While the language of "witch hunts" carries historical weight and rightly warns against miscarriages driven by speculation or institutional panic, applying it here to Lucy Letby's case overlooks the reality of a lengthy, evidence-led criminal process that resulted in unanimous jury verdicts after extensive scrutiny. True accountability isn't the same as persecution; it demands weighing contemporaneous records, patterns and corroborative proof, exactly what the original trials delivered over nearly 10 months.
The prosecution didn't rest on retrospective feelings or assumptions. Key elements included:
1) Stable infants collapsing exclusively or predominantly on Letby's shifts, with sudden deteriorations inconsistent with their clinical trajectories.
2) Specific mechanisms like air injection (supported by medical testimony on skin discolorations and X-rays), insulin poisoning (with lab results showing unnaturally high levels in non-diabetic babies), and other interventions.
3) Letby's presence as the consistent factor amid the spike in deaths/collapses at the under-resourced but previously lower-mortality unit.
4) Her own writings (e.g., notes expressing guilt and "I did this"), alongside hospital documents and behavioral evidence.

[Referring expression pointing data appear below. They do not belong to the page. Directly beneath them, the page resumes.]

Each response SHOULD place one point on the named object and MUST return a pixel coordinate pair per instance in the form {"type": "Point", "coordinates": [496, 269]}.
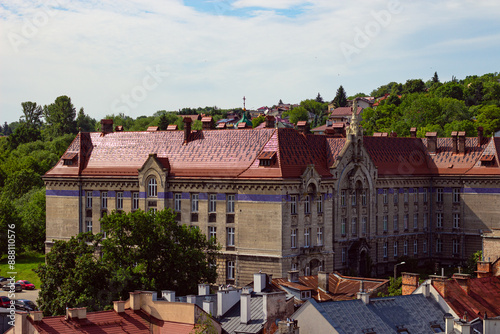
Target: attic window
{"type": "Point", "coordinates": [267, 158]}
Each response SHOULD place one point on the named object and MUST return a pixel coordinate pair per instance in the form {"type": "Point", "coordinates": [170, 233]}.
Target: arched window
{"type": "Point", "coordinates": [152, 188]}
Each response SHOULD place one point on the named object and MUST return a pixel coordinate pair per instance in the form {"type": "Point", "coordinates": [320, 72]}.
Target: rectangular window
{"type": "Point", "coordinates": [135, 201]}
{"type": "Point", "coordinates": [307, 237]}
{"type": "Point", "coordinates": [293, 238]}
{"type": "Point", "coordinates": [230, 236]}
{"type": "Point", "coordinates": [88, 202]}
{"type": "Point", "coordinates": [212, 203]}
{"type": "Point", "coordinates": [177, 202]}
{"type": "Point", "coordinates": [104, 200]}
{"type": "Point", "coordinates": [456, 195]}
{"type": "Point", "coordinates": [212, 232]}
{"type": "Point", "coordinates": [307, 204]}
{"type": "Point", "coordinates": [230, 269]}
{"type": "Point", "coordinates": [194, 202]}
{"type": "Point", "coordinates": [439, 195]}
{"type": "Point", "coordinates": [119, 200]}
{"type": "Point", "coordinates": [456, 220]}
{"type": "Point", "coordinates": [230, 203]}
{"type": "Point", "coordinates": [293, 205]}
{"type": "Point", "coordinates": [319, 239]}
{"type": "Point", "coordinates": [439, 219]}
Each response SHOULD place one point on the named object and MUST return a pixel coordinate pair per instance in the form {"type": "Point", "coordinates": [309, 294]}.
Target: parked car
{"type": "Point", "coordinates": [4, 301]}
{"type": "Point", "coordinates": [25, 305]}
{"type": "Point", "coordinates": [26, 285]}
{"type": "Point", "coordinates": [17, 287]}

The juries at both trials heard from multiple experts and considered alternative explanations, including staffing issues at Countess of Chester. They still convicted on 14 counts initially, with a further retrial conviction. Appeals have been refused and while new defense panels (like those led by figures revisiting their own prior research) now offer reinterpretations favoring natural causes or poor care, these come after the fact and haven't yet overturned the verdicts in court.
Historical witch hunts typically targeted the powerless with spectral evidence, coerced confessions and no real forensic basis, often amid mass hysteria without individualized proof. Here, we have a trained professional in a position of trust, a police investigation spanning years, detailed neonatal records, statistical clustering, and physical/chemical indicators reviewed in open court. Systemic failures in the NHS are real and tragic (as inquiries like Thirlwall continue to examine), but they don't automatically negate individual culpability when one person's shifts align so precisely with harm.
Modern "rebranded" accountability isn't persecution when juries (presented with the full picture, not selective summaries) reach verdicts beyond reasonable doubt. The victims' families deserve recognition that this wasn't abstract speculation but a pattern the court found deliberate. Claims of scapegoating warrant rigorous review via the CCRC process, but dismissing the convictions outright as a "clear cut witch hunt" risks inverting the very evidentiary standards we should uphold. The process, with its safeguards, distinguished this from historical miscarriages.